Potions made from the bark of these trees have long been known to have hallucinogenic and other neuroactive effects, but the precise compounds involved, and their biological targets, have largely been a mystery. The Scripps Research chemists believe they have found what is essentially the first streamlined, practical method for synthesizing many of these compounds.

“Neuroactive metabolites from the bark of Galbulimima belgraveana occur in variable distributions among trees and are not easily accessible through chemical synthesis because of elaborate bond networks and dense stereochemistry. Previous syntheses of complex congeners such as himgaline have relied on iterative, stepwise installation of multiple methine stereocenters,” write the investigators.

“We decreased the synthetic burden of himgaline chemical space to nearly one-third of the prior best (7 to 9 versus 19 to 31 steps) by cross-coupling high fraction aromatic building blocks (high Fsp2) followed by complete, stereoselective reduction to high fraction sp3 products (high Fsp3). This short entry into Galbulimima alkaloid space should facilitate extensive chemical exploration and biological interrogation.”

“We’re interested in learning how these Galbulimima compounds affect the brain, and hope to derive useful new therapeutics from them. Now with this improved approach to making these molecules, we can start to do just that,” says Ryan Shenvi, PhD, the professor of chemistry at Scripps Research, who led the study.

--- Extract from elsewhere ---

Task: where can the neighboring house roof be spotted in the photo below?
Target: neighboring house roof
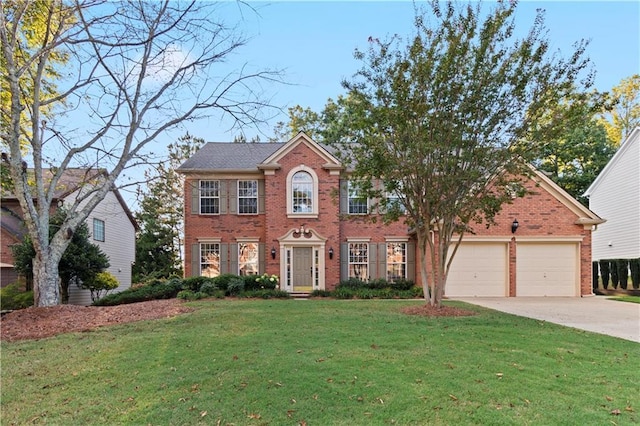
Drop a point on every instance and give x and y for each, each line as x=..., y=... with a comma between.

The neuroactive effects of compounds found in Galbulimima bark were first highlighted just after World War II in surveys by the pharma company Smith, Kline & French and the Australian national research organization CSIRO. Until now, though, the dense structural complexity of these compounds, their variable mix within Galbulimima bark, and the difficulty of obtaining that bark in quantity, have prevented their close study. Indeed, chemists had devised a concise and practical synthesis for only one of these compounds, himbacine.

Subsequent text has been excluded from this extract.